ML Engineer — LLM Evaluation

San Francisco, CA / France / London / New York, NY / Zürich
Machine Learning /
Salaried, Full-Time /
Remote
At Dynamo AI, we believe that LLMs must be developed with safety, privacy, and real-world responsibility in mind. Our ML team comes from a culture of academic research driven to democratize AI advancements responsibly. By operating at the intersection of ML research and industry applications, our team empowers Fortune 500 companies’ adoption of frontier research for their next generation of LLM products. Join us if you:
• Wish to work on the premier platform for private and personalized LLMs.
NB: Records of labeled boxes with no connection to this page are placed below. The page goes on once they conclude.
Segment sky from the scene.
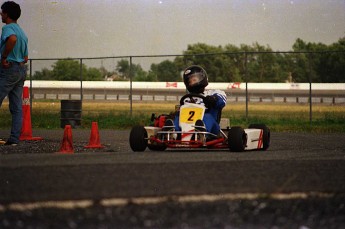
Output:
[8,0,345,62]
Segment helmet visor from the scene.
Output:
[188,73,205,87]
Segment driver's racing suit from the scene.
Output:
[174,90,227,135]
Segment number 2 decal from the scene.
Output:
[188,111,195,122]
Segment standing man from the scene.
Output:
[0,1,28,146]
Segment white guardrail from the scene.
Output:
[25,80,345,104]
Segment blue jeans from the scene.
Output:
[0,63,26,143]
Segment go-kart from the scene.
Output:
[129,94,270,152]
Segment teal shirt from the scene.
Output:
[0,23,28,62]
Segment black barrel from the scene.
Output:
[60,100,81,128]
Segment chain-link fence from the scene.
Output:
[27,51,345,124]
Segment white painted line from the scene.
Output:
[0,192,334,212]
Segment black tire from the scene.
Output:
[129,126,147,152]
[228,126,247,152]
[248,124,271,150]
[147,144,167,151]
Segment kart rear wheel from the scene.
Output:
[228,126,247,152]
[129,126,147,152]
[147,144,167,151]
[248,124,271,150]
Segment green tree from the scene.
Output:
[32,68,54,80]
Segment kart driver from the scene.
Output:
[167,65,227,135]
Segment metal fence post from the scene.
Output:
[308,54,313,126]
[244,52,249,121]
[29,60,32,114]
[129,56,133,117]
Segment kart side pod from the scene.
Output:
[228,124,270,152]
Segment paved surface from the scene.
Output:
[0,130,345,228]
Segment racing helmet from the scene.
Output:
[183,65,208,93]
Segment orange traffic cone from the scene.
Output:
[19,87,43,141]
[59,125,74,153]
[84,122,104,148]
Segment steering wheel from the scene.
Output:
[180,93,205,105]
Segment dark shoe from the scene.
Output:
[162,119,175,131]
[194,119,206,132]
[4,141,18,146]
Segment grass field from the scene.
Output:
[0,100,345,133]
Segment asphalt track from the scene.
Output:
[0,130,345,229]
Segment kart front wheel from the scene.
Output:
[248,124,271,150]
[129,126,147,152]
[228,126,247,152]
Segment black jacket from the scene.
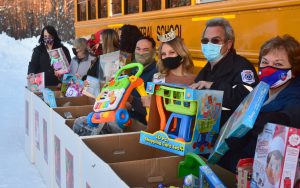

We provide the fastest end to end solution to deploy research in the real world with our fast-paced team of ML Ph.D.’s and builders, free of Big Tech / academic bureaucracy and constraints.
• Are excited at the idea of democratizing state-of-the-art research on safe and responsible AI.
• Are motivated to work at a 2023 CB Insights Top 100 AI Startup and see your impact on end customers in the timeframe of weeks not years.
• Care about building a platform to empower fair, unbiased, and responsible development of LLMs and don’t accept the status quo of sacrificing user privacy for the sake of ML advancement.

Responsibilities

    • Own LLM evaluation processes and methods with a focus on generating benchmarks representative of real-world usage and safety vulnerabilities.
    • Generate high quality synthetic data, curate labels, and conduct rigorous benchmarking.
    • Deliver robust, scalable, and reproducible production code.
    • Push the envelope by developing methods for benchmarking that revamps how we assess the best LLMs for harmlessness and helpfulness. Your research will directly empower our customers to more feasibly deploy safe and responsible LLMs.
    • Co-author papers, patents, and presentations with our research team by integrating other members’ work with your vertical.

Qualifications

    • Domain knowledge in LLM evaluation and data curation techniques.
    • Extensive experience in designing and implementing LLM benchmarking, extending previous methods. Comfortability with leading end-to-end projects.
    • Adaptability and flexibility. In both the academic and startup world, a new finding in the community may necessitate an abrupt shift in focus. You must be able to learn, implement, and extend state-of-the-art research.
    • Preferred: past research or projects in benchmarking LLMs.
Dynamo AI is committed to maintaining compliance with all applicable local and state laws regarding job listings and salary transparency. This includes adhering to specific regulations that mandate the disclosure of salary ranges in job postings or upon request during the hiring process. We strive to ensure our practices promote fairness, equity, and transparency for all candidates.

Salary for this position may vary based on several factors, including the candidate's experience, expertise, and the geographic location of the role. Compensation is determined to ensure competitiveness and equity, reflecting the cost of living in different regions and the specific skills and qualifications of the candidate.